Why is PCA so popular? Unlike Treemix or pairwise Fst you don’t have to label populations ahead of time. You just put the variation in there, and the individuals shake out by themselves. Pairwise Fst and Treemix both require you to stipulate which population individuals belong to a priori. This means you often end up using PCA or some other method to do a pre-analysis stage. Structure/Admixture model-based methods make you select the number of distinct populations you want to explore, and often assume an underlying model of pulse admixture between populations (Treemix does this too when you have an admixture edge).
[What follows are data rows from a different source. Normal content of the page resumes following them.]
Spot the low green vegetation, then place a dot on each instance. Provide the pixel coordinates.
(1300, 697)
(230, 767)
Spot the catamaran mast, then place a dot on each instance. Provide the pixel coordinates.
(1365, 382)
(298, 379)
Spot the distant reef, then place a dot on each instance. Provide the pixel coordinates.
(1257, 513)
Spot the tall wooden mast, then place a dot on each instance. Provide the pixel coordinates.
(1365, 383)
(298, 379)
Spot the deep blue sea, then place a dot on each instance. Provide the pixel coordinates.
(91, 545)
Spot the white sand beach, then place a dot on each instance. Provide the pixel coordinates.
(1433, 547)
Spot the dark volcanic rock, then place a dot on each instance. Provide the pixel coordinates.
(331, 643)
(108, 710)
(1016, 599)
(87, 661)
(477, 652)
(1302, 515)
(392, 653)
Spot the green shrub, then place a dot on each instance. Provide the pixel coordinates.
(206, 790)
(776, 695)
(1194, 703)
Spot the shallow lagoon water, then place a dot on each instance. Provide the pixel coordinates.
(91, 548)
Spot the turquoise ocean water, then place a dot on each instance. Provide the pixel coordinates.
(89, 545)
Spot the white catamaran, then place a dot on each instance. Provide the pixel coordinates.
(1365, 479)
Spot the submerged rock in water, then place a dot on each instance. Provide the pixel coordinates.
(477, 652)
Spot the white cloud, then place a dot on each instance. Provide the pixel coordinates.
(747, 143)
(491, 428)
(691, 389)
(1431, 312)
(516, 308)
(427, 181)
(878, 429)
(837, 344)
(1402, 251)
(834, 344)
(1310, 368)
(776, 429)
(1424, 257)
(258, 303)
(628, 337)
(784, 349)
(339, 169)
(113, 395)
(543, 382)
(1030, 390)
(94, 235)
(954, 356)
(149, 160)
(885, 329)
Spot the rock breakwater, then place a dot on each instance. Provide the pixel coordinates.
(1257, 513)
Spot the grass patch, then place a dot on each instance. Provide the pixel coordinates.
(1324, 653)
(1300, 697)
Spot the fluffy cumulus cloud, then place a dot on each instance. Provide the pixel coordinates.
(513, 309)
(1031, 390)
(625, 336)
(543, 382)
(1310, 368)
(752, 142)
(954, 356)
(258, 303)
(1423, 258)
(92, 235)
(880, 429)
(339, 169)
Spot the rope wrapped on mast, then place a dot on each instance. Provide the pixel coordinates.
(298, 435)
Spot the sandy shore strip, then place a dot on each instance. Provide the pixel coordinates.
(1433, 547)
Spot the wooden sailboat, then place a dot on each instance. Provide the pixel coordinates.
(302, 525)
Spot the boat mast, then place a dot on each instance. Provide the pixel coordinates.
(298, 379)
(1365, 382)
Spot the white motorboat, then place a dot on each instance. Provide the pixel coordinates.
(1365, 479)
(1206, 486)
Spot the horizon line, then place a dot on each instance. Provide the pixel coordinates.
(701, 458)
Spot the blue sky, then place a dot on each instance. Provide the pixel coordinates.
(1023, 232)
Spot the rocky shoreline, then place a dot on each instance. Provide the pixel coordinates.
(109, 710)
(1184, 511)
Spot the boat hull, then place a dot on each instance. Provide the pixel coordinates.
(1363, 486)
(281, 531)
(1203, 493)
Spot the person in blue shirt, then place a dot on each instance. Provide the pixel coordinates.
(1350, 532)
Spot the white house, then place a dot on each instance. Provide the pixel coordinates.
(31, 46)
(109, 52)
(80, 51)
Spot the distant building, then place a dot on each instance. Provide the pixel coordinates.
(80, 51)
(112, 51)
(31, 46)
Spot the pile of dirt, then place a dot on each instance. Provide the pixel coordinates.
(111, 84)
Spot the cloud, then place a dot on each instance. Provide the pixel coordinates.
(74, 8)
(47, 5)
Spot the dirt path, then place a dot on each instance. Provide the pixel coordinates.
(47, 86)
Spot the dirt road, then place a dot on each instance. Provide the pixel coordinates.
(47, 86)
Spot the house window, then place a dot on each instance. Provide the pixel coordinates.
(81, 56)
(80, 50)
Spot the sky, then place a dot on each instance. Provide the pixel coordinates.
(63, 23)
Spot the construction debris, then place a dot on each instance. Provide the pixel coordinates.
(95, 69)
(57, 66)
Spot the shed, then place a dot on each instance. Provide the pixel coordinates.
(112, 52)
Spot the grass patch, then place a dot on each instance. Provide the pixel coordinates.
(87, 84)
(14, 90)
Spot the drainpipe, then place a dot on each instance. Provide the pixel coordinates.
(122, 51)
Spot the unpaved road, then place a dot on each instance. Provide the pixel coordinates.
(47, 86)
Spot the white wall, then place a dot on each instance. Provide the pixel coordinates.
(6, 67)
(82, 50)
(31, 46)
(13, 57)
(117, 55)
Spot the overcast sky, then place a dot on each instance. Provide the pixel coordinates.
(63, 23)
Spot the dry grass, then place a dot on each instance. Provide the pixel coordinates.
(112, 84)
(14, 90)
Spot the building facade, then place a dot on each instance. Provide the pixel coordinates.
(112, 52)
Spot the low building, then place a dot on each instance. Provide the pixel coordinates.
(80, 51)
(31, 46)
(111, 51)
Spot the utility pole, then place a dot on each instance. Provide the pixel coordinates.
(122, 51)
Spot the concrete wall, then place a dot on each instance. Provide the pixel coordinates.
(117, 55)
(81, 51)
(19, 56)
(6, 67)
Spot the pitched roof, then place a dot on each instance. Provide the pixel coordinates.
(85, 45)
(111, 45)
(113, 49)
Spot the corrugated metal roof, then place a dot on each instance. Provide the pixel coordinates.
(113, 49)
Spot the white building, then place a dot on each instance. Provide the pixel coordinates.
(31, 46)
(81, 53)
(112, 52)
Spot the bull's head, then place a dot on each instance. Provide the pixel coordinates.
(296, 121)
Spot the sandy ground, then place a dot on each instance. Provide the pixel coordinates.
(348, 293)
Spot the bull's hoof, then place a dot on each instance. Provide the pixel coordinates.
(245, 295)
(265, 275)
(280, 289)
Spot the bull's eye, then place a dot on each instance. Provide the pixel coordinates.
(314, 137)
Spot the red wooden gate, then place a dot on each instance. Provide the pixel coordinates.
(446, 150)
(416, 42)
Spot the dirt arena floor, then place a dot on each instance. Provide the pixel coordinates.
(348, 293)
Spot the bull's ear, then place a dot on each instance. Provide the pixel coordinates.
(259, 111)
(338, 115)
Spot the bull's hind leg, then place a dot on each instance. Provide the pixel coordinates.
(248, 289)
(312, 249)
PCA is also better at smoking out structure than Structure/Admixture for the same number of markers, and, it’s pretty fast as well. This is why the first thing I do when I get population genetic data where I want to explore structure is do a PCA and look for clusters and outliers. After this pre-analysis stage, I can move onto other methods.

Further reading:

* I stipulated “genotyped-based” methods to set aside some of the new-fangled techniques, which often assume phasing and analysis of haplotypes, such as Chromopainter or explicit local ancestry deconvolution (some local ancestry deconvolution does not require phased haplotypes, but the most popular do).